Verändert sich mein Schlaf mit zunehmendem Alter, und ist das normal?
Schlaf verändert sich mit dem Alter auf vorhersehbare Weise, und vieles davon ist normal. Achte darauf, wenn sich dein Schlaf stark verschlechtert, denn das ist kein unabwendbares Schicksal und kann Folgen für dein Gedächtnis und deine Gesundheit haben.
Ja, dein Schlaf verändert sich mit dem Alter, und das ist größtenteils normal. Drei Veränderungen fallen dabei besonders auf: Deine innere Uhr verschiebt sich nach vorne, du wirst also früher müde und wachst früher auf. Deine Gesamtschlafdauer nimmt ab. Und du wachst nachts häufiger auf, verbringst also mehr Zeit wach im Bett.

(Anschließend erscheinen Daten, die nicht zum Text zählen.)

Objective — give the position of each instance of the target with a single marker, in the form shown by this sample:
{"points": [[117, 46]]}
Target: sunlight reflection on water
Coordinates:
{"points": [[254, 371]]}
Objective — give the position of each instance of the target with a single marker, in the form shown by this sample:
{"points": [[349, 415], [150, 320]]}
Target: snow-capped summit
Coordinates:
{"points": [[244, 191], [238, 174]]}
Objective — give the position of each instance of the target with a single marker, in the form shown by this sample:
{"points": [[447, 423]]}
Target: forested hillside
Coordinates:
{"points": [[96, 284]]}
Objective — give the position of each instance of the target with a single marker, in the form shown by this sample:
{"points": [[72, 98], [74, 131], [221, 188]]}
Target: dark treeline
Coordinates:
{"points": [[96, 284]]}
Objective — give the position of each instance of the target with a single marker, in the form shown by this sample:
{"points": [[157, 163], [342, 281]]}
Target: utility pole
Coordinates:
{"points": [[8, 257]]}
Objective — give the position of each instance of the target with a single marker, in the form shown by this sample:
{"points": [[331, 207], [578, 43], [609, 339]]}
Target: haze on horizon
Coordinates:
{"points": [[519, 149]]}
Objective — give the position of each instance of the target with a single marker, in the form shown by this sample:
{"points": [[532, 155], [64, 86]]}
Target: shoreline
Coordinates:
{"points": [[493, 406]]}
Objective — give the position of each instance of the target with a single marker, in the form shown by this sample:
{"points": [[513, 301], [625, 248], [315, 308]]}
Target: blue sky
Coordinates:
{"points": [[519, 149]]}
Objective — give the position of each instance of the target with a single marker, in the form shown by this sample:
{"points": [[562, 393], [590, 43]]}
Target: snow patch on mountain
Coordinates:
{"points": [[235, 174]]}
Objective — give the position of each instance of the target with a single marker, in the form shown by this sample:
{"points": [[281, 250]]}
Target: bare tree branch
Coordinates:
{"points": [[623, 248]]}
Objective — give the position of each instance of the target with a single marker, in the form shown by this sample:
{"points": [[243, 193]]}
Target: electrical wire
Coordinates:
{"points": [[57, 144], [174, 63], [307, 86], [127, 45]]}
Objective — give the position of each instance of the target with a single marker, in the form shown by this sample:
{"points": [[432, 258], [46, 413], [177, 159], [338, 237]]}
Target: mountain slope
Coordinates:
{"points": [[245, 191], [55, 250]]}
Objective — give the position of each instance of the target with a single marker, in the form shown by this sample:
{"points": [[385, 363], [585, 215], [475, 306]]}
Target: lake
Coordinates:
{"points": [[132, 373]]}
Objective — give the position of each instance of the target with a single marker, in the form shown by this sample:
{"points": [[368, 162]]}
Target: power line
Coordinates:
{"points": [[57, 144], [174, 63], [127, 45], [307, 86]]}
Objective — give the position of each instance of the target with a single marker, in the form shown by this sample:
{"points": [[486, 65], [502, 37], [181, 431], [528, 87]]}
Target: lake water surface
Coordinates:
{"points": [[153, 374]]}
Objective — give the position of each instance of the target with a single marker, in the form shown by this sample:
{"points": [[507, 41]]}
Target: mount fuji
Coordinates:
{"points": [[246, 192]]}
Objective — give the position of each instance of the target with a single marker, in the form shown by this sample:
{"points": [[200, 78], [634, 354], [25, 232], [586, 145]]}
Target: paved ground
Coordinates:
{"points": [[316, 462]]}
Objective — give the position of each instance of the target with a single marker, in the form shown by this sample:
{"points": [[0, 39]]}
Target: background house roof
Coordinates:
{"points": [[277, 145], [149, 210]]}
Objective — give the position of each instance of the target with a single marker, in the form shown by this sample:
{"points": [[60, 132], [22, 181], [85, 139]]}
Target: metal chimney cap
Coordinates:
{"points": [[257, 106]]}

Die auffälligste Veränderung ist die Abnahme des Tiefschlafs. Das gehört zu den am besten belegten Befunden der Schlafforschung. Im Tiefschlaf festigt dein Gehirn Gedächtnisspuren, weshalb weniger Tiefschlaf mit Gedächtnisproblemen und kognitivem Abbau im höheren Alter zusammenhängt.
Die meisten dieser Veränderungen setzen bereits zwischen dem zwanzigsten Lebensjahr und dem mittleren Alter ein, nicht erst im hohen Alter. Gesunde ältere Erwachsene haben danach weitgehend stabile Schlafmuster. Tagesschläfchen nehmen als teilweiser Ausgleich für die kürzere Nachtruhe zu. Auch die biologischen Systeme hinter dem Schlaf werden mit der Zeit schwächer: der innere Rhythmus, der deinen Tag-Nacht-Zyklus steuert, und der Mechanismus, der Schlafdruck aufbaut. Das erklärt, warum schlechterer Schlaf im Alter so verbreitet ist.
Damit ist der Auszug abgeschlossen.